A Schoharie County parcel of land being eyed as a staging area for heavy equipment for the Constitution Pipeline is owned by a construction company in which Cobleskill Mayor Mark Galasso is a principal.
Galasso and his brother, Martin Galasso Jr., oversee Lancaster Development, which owns a property known as the former Zabatta Farm, off State Route 7 in the town of Richmondville.
Mayor Galasso acknowledged in a telephone interview with The Daily Star on Thursday that his company would allow the Constitution Pipeline to store its equipment there in the event the controversial project is approved by federal regulators and secures all necessary permits.
The arrangement was criticized by Robert Nied, director of the Center for Sustainable Rural Communities. Nied noted the property is on the primary school bus route for the Cobleskill-Richmondville School District and is close to the high school, whose track team members run along the shoulder of the road that could be used for large trucks in the construction of the pipeline.
Nied also noted that Galasso’s company has been involved in supporting the natural gas drilling in Pennsylvania and that Galasso has been an enthusiastic advocate of both the pipeline project and hydraulic fracturing for shale gas.
“It’s always a concern when public officials have a`financial connection to an industry that wants to engage in some activity in the vicinity of their community,” said Nied.
Nied is affiliated with a group called Stop the Pipeline that has urged owners of parcels along the proposed pipeline pathway to refuse to allow land surveys by the pipeline company.
Galasso didn’t mince words in responding to the concerns raised by Nied, saying, “He can kiss my (butt). It’s my property, and I’ll do what I want with it.”

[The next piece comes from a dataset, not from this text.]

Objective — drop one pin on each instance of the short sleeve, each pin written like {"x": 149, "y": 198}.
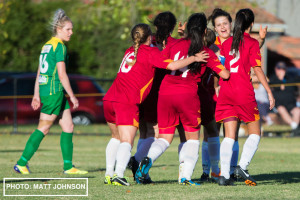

The mayor said Nied “has no credibility whatsoever” and has a history of making what he characterized as reckless and unfounded claims against other individuals.
Told that Nied argued that using the property as a staging area for the pipeline would jeopardize the safety of school children, Galasso said. “He’s ridiculous. He’s an idiot. He’s anti-everything. He doesn’t want wind, he doesn’t want gas, he doesn’t want fuel, he doesn’t want nukes. He just wants what he wants.”
Galasso said the only activities on his property that would facilitate the construction of the pipeline would involve the storage and maintenance of equipment. He emphasized there would be no construction work there.
Lancaster Development is described on the company’s website as a $60 million heavy construction firm that has grown steadily since it was founded in 1947 by August Galasso, the great uncle of Mayor Galasso and Martin Galasso Jr.
Mayor Galasso said the land in Richmondville will only be rented to the pipeline company if it is in full compliance with all state and federal regulations.”
The Federal Energy Regulatory Commission, an agency that has sweeping powers over proposed pipeline projects, is expected to act next year on the application for a license to construct the 122-mile natural gas transmission system.
The line would run from Susquehanna County, Pa., and cross parts of Chenango, Delaware and Schoharie counties before ending in the Schoharie town of Wright.
The Daily Star reported on Wednesday that the pipeline planners are also proposing to locate a staging area off state Route 7 in the town of Maryland, near Exit 18 of Interstate 88. The Maryland parcel is owned by Worcester Town Justice Alton Travis III.